Strings and Characters

Strings in C are essentially arrays of characters (there is no string type as there is in C++). The ASCII character encoding scheme uses a single byte to represent each character, and strings consist of an array of single-byte characters terminated by the null character (a byte with the value 0), which marks the end of the string. The char data type is used to represent these single byte characters, and strings are represented in C as an array of type char. The following character array variable can be used to hold a string up to twenty characters in length:

char myString[21]

The string held in the character array myString may have up to twenty-one characters including the terminating null character ('\0'). The two character arrays shown below, for example, both have space for twenty-one characters, but the strings they represent have different lengths.

Character arrays

Character arrays


Character arrays

The null character (written as a backslash followed by a zero) indicates to the compiler that it has reached the end of the string. The character elements that follow the null character in the character array are ignored. A character array, like any other variable, can be initialised with a series of array elements, as shown in the following program statement:

char myString[21] = {'H', 'e', 'l', 'l', 'o', '\0'};

Strings that consist of character arrays can also be initialised using string literals, however, as shown below:

char myString[21] = "Hello";

Strings of characters enclosed between double quotation marks (") are known as string literals. String literals have a null character appended automatically after the last character. A string variable intended to hold a string literal of up to n characters should therefore be declared as having n+1 elements, to allow for the final null terminating character (note that a string literal may not be assigned to a character array using the assignment operator once it has been declared, although each character variable in the string may be individually assigned a value using its array subscript - a number in the range 0 to n).
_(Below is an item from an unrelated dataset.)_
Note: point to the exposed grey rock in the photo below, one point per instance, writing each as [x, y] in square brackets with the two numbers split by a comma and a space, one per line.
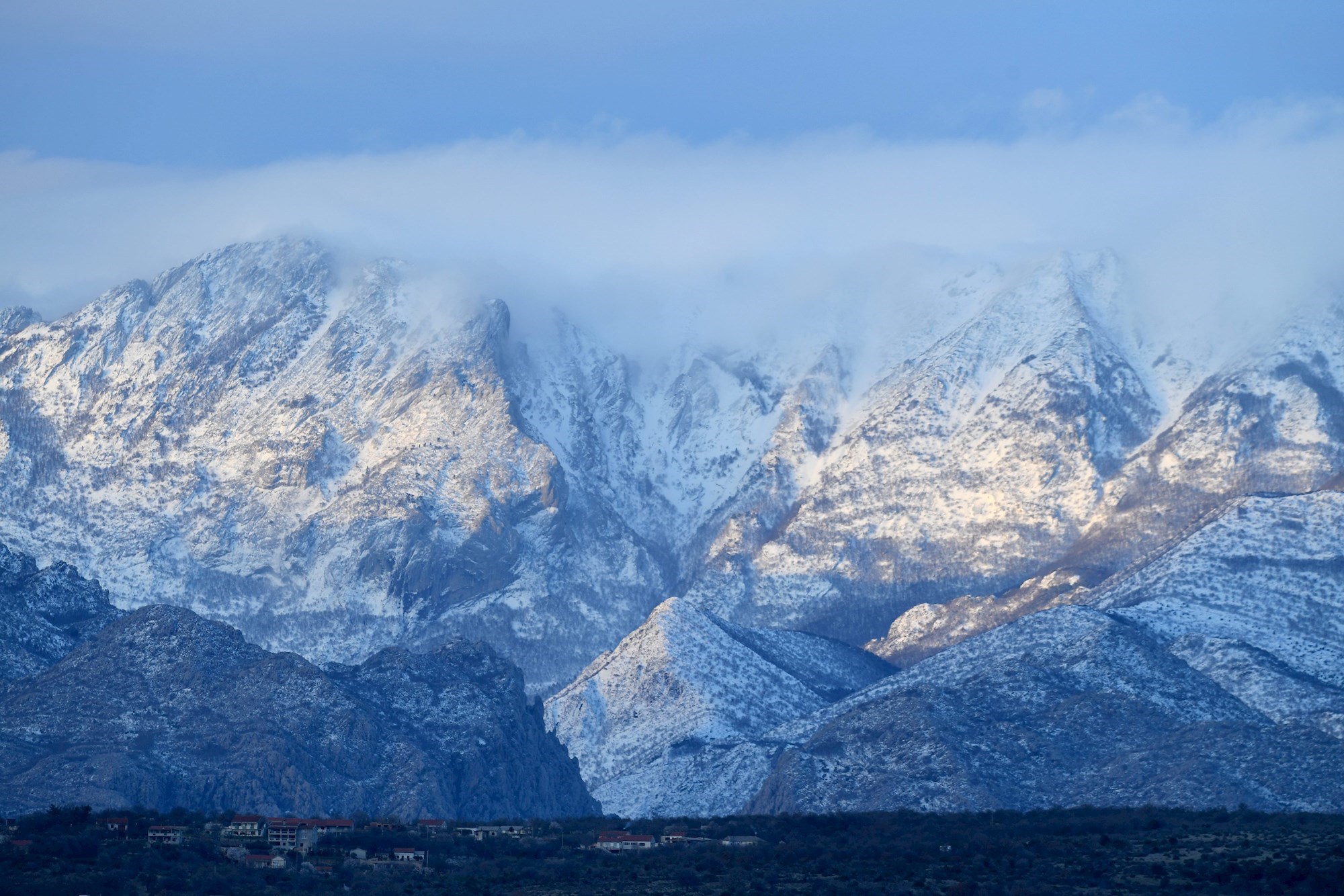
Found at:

To hold the string "Hello", we would require an array that could hold the 5 characters in the word "Hello", plus the terminating null character. The variable could be declared and initialised as follows:

char my_string[6];
strcpy( my_string, "Hello" );

Standard C string handling functions like the strcpy() function used in the above example can be used to manipulate strings consisting or arrays of type char. Declarations for most of the commonly used functions for working with strings can be found in the string.h header file.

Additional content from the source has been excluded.